ECS Task Scanning (Fargate Launch Type Supported)

JFrog Security User Guide

Runtime supports scanning containerized applications deployed as ECS tasks in AWS. This includes tasks running on both Fargate and EC2 launch types. Fargate is a serverless compute engine for containers that removes the need to manage EC2 infrastructure.

With this support, Runtime can securely connect to your AWS environment, discover ECS tasks (including those running on Fargate), and analyze them for security risks using stored AWS credentials.

Before You Begin

Before integrating Fargate with JFrog Runtime, perform the following setup in your AWS account:

  • Create a dedicated AWS IAM user
    Go to AWS Console → IAM → Users and create a new user for integration with JFrog Runtime.
    • Username: Any name (e.g., jfrog-runtime-user)
    • Programmatic Access: Enabled
    • Permissions: Attach a policy that allows the following actions:
      • ecs:List*
      • ecs:Describe*
      • iam:List*
      • cloudwatch:Get*
      • logs:Describe*
      • logs:Get*

These permissions enable ECS and Fargate discovery and scanning.

  • Generate access keys
    • After creating the user, generate an Access Key ID and Secret Access Key.
    • These values will be used to authenticate JFrog Runtime with AWS.

Integration Process

Once your AWS user is ready, follow this step-by-step process to enable Fargate scanning.

  1. Store AWS credentials in JFrog.
    Use the AWS Credentials Management API:
bashCopyEditPOST /v1/aws/credentials

Request body:

jsonCopyEdit{
  "credentialName": "fargate-production",
  "accessKey": "<your-aws-access-key>",
  "accessSecret": "<your-aws-secret-access-key>"
}

Response:

jsonCopyEdit{
  "secretName": "fargate-production",
  "credentialId": "<generated-uuid>",
  "status": "ok"
}

You'll receive a status of "ok" and a credentialId (which is the UUID of the stored credentials).
Save this credentialId — it will be used to register ECS/Fargate scanning tasks.

Info

Save these values — they will be used to register ECS/Fargate scanning tasks.
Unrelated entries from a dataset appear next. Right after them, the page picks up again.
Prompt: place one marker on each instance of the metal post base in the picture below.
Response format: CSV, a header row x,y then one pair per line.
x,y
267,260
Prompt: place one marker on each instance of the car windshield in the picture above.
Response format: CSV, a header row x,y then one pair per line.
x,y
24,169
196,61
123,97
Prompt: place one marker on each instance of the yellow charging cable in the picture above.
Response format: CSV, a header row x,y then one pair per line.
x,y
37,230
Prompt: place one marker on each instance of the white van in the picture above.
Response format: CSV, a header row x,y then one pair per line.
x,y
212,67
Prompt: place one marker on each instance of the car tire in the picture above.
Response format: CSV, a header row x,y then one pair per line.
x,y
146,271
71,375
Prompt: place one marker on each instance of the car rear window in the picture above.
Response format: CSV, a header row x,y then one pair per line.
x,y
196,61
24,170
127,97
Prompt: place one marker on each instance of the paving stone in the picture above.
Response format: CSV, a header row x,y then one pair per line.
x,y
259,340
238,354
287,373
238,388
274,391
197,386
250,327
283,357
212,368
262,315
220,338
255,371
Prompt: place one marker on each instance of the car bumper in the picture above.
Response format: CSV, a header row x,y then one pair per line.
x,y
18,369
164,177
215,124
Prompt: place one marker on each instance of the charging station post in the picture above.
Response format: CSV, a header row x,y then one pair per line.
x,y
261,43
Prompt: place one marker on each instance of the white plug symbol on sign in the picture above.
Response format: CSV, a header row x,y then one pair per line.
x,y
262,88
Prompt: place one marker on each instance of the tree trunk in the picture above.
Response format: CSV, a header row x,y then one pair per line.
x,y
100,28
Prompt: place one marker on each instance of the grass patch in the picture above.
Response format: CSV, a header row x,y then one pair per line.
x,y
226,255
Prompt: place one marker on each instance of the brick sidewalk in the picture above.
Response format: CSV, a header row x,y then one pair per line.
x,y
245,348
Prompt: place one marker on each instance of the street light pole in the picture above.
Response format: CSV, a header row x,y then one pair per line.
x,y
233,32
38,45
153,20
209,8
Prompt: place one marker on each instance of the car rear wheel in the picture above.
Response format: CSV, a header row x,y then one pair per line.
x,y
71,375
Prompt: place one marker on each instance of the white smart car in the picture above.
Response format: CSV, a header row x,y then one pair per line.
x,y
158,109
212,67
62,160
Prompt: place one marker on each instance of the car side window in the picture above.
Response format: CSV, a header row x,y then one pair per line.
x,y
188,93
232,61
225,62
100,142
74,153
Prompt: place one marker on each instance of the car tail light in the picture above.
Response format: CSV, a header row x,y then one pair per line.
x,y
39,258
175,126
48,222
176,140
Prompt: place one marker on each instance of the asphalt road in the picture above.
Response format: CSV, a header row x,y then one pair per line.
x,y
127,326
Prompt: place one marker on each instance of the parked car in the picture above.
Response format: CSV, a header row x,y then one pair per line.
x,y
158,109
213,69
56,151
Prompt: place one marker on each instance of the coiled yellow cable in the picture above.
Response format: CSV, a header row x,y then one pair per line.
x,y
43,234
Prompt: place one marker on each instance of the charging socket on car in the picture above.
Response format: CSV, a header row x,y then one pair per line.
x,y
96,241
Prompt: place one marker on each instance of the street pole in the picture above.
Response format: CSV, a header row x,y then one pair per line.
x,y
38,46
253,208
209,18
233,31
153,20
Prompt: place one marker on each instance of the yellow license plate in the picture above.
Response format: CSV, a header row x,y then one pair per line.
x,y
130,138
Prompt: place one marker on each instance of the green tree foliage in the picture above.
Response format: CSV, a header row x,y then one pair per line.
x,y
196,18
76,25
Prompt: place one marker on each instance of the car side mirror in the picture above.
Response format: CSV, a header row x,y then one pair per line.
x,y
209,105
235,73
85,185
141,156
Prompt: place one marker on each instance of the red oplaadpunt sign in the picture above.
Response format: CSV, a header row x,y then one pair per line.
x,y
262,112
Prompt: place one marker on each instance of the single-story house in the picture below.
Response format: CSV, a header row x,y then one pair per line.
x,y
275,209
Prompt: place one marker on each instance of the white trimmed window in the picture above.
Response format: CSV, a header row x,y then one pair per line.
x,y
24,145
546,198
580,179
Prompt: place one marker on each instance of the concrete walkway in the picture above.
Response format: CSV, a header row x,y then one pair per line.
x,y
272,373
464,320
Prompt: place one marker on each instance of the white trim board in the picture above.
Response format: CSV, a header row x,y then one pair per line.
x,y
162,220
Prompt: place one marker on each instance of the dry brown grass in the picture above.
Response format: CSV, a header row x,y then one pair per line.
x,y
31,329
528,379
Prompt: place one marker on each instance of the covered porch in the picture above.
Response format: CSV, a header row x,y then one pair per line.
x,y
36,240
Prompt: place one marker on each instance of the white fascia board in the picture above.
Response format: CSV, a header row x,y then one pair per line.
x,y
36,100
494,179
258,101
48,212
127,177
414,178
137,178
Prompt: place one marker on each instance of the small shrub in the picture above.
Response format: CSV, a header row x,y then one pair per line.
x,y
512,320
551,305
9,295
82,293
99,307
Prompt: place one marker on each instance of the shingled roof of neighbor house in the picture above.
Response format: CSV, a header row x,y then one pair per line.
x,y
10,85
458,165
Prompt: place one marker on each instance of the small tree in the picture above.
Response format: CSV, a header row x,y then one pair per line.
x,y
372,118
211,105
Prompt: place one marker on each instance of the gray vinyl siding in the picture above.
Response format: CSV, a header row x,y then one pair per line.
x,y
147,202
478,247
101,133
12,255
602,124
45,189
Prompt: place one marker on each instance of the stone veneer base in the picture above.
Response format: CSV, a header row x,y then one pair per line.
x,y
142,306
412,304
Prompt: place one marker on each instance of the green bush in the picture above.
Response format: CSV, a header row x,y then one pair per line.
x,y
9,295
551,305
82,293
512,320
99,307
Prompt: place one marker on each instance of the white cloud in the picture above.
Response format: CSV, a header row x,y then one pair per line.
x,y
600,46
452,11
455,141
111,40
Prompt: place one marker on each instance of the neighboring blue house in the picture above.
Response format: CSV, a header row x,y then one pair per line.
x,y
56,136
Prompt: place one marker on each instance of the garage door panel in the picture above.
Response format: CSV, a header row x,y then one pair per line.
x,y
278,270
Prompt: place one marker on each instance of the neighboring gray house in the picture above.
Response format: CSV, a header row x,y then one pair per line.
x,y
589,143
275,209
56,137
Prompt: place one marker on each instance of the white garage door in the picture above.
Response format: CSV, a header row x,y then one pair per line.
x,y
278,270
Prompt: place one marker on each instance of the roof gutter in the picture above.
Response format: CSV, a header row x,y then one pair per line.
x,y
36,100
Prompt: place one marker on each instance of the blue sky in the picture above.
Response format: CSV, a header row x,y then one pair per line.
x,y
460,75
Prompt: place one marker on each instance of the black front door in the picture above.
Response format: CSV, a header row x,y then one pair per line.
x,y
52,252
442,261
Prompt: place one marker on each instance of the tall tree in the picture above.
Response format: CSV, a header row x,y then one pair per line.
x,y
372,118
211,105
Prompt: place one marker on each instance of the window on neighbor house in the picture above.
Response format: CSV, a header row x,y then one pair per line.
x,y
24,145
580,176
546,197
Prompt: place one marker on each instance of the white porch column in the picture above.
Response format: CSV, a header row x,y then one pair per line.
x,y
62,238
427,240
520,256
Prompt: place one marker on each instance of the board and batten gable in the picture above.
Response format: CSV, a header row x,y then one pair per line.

  1. Register an ECS Task (Fargate launch type supported).
    Use the ECS Task Registration API (Fargate is supported natively):
bashCopyEditPOST /v1/aws/ecs/tasks

Request body:

jsonCopyEdit{
  "taskName": "fargate-scan-prod",
  "secretUUID": "<uuid-from-step-1>",
  "region": "us-east-1"
}

This registers the task to scan containers running in ECS (Fargate or EC2) in the specified region.

Reviewing Scan Results

To view scan outcomes and live status:

  1. In the JFrog Platform, navigate to Runtime > Live Assessments.
  2. Filter or search for your registered Fargate task (by name or region).
  3. View vulnerability, compliance, and risk assessments.